La première concerne le Parlement européen : « il n’a aucun pouvoir! » entend-t-on fréquemment. Répétons donc une fois de plus ce fait majeur: les fameuses « directives de Bruxelles », telles celles qui libéralisent les services publics ou organisent la mise en concurrence des travailleurs en Europe n’existent que parce qu’une majorité de parlementaires européens les ont adoptées ! Ainsi, la directive sur les « travailleurs détachés » aurait pu être sensiblement modifiée si les amendements de notre groupe de la « Gauche unitaire européenne » (conformes aux demandes des syndicats ) avaient été plus largement soutenus. On aurait été en position de force vis-à-vis des gouvernements les plus libéraux. Il y a plus: les députés européens auront à approuver ou à rejeter la future Commission européenne; il pourront à tout moment la renverser; ils auront également à approuver ou à rejeter le futur (éventuel) traité sur le « Grand marché transatlantique »- ce projet diabolique des ultra-libéraux. Etc…Aussi, l’abstention est-elle contre-productive: elle renforce les partisans de l’Europe libérale au lieu de conforter l’opposition de gauche à cette Europe-là !
Par ailleurs, à entendre les grands média -qui font une cour obscène au Front national- , il faudrait s’attendre à ce que le prochain Parlement européen soit une chambre brune envahie par les amis des Le Pen de toute l’Europe. La voix de la gauche critique serait noyée sous le flot populiste! A quoi bon aller voter, s’il en était ainsi! Le problème,c’est que la réalité est tout autre!
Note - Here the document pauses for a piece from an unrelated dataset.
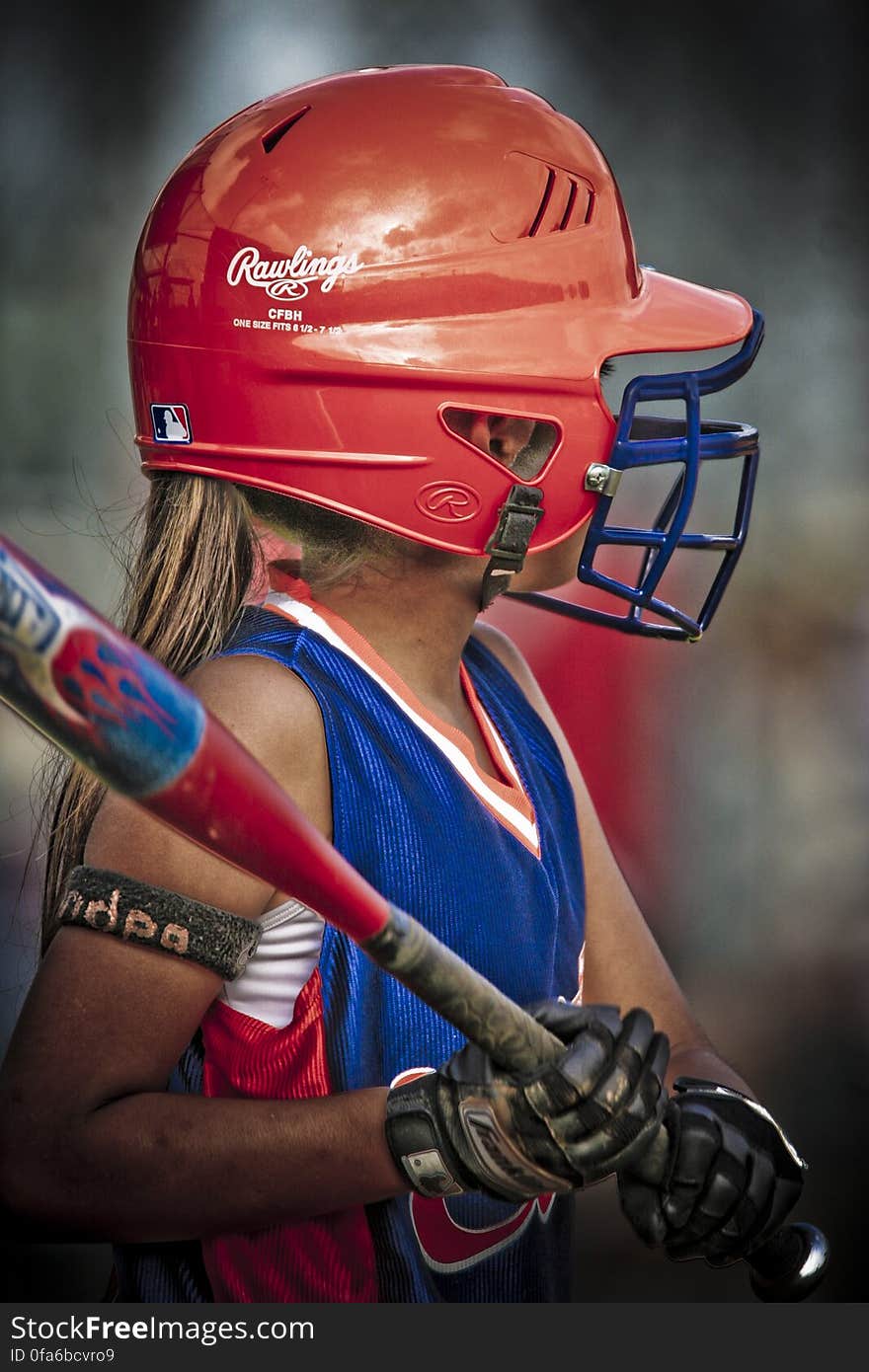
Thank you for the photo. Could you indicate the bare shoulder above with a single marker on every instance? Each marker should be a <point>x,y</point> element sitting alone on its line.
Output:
<point>275,717</point>
<point>513,658</point>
Selon les toutes dernières projections en sièges, à partir des enquêtes d’opinion en Europe, notre groupe de la « Gauche unitaire » augmenterait le nombre de ses membres de quelque…50% -du jamais vu!- et frôlerait la troisième place, très loin devant toute la coalition des extrêmes droites, qui n’est même pas assurée, à ce stade, de pouvoir constituer un groupe! Raison de plus de contribuer à ce rapport de force par votre bulletin de vote!
Enfin, l’idée -compréhensible- circule que « cette Europe ne tiendra de toutes les façons aucun compte du choix des citoyens,comme ce fut le cas après la victoire du NON en France au traité constitutionnel en 2005″. La grande nouveauté par rapport à cette période-là, c’est que la crise de légitimité de l’Europe actuelle n’est plus limitée à un ou deux pays: elle est générale . Un sondage Gallup organisé en septembre dernier dans les 28 pays membres est éloquent à cet égard. A la question: »Les politiques d’austérité sont-elles efficaces? » 5% répondent OUI et 51% NON ! Et à celle demandant si « une autre politique est possible? », 60% répondent par l’affirmative , contre 25% qui ne le pensent pas! La vérité, c’est qu’aujourd’hui les dirigeants européens en place et les dirigeants nationaux qui co-réalisent cette politique désastreuse sont massivement désavoués. Ils pérorent mais, en réalité, ils sont très affaiblis . C’est donc le moment ou jamais pour affirmer l’exigence de ruptures nettes avec ce modèle qui a fait faillite et pour s’attaquer à la refondation de la construction européenne: coopérative, solidaire et démocratique. C’est le sens de la campagne de nos amis de la gauche européenne autour d’Alexis Tsipras, le courageux leader de Syrisa, en Grèce. Et c’est, en France, celui du vote pour les listes du Front de gauche.